Embattled Japanese conglomerate Toshiba Corp said on Monday it expected to slide to a net loss of nearly $1 billion this year after calculating taxes related to the sale of its prized chip unit.
Toshiba, which separated out the unit in April as a prelude to a sale, said it was being taxed on the basis of assets and liabilities of the transferred business at the time of the split. The latest forecasts, however, do not reflect expected gains from the 2 trillion yen ($17.6 billion) sale, as the deal is to receive regulatory approval.
Toshiba said that due to the tax impact, it expected a loss of 110 billion yen ($970 million) in the year to March, instead of its previously forecast profit of 230 billion yen.

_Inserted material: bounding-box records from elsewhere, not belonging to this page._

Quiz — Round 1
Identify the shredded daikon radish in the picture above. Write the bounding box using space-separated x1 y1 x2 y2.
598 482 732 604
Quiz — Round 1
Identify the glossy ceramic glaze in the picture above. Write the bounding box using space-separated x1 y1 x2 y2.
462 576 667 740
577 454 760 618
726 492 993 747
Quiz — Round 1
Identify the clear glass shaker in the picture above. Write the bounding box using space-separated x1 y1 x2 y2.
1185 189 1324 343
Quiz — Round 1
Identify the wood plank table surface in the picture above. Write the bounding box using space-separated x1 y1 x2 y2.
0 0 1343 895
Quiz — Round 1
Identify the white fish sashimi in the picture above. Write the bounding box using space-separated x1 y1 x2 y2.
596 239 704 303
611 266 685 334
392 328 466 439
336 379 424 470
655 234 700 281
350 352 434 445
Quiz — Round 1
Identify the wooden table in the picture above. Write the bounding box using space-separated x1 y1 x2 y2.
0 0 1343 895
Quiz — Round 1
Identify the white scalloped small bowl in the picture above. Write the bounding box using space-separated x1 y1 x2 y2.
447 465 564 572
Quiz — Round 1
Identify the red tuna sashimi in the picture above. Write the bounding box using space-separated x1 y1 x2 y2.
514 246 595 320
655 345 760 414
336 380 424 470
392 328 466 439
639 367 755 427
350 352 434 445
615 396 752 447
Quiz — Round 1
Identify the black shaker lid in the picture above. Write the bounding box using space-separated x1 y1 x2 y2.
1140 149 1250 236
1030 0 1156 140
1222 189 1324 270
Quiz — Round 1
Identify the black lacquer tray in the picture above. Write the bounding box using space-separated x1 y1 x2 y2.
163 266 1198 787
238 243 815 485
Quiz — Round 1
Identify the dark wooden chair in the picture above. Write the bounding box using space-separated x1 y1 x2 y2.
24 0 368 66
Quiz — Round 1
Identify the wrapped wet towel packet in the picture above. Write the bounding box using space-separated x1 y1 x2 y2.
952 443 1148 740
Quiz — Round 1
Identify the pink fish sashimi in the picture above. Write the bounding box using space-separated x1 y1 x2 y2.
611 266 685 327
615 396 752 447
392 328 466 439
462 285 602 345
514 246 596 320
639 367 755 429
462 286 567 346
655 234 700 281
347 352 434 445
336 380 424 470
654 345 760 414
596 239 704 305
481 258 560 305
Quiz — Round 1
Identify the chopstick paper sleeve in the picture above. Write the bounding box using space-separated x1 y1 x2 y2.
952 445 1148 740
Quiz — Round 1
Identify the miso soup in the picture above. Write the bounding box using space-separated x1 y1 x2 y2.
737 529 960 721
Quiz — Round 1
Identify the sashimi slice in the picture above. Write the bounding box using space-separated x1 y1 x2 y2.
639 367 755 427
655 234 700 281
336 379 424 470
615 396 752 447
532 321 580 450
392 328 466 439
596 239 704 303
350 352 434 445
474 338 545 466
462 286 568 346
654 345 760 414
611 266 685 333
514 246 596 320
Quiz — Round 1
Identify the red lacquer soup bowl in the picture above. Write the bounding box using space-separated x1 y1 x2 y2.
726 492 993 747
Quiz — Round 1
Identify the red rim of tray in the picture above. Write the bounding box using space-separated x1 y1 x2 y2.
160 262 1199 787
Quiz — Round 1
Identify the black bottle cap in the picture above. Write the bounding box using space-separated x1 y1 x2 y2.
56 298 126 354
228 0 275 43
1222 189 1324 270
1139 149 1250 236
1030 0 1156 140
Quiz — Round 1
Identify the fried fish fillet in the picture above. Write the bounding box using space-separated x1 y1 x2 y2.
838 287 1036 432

However, it kept its annual revenue and other profit forecasts unchanged.
Toshiba, desperate for funds to cover liabilities arising from its US nuclear unit Westinghouse, agreed last month to sell the unit – the world’s second-biggest producer of NAND flash memory chips – to a group led by Bain Capital.
A highly contentious auction meant that a decision on the buyer took much longer than expected, and Toshiba has run the risk of not getting anti-trust clearance before the end of the financial year in March as regulatory reviews usually take at least six months.
If it doesn’t get the deal done in time, it could end the year in negative net worth for the second year in a row, putting pressure on the Tokyo Stock Exchange to delist it.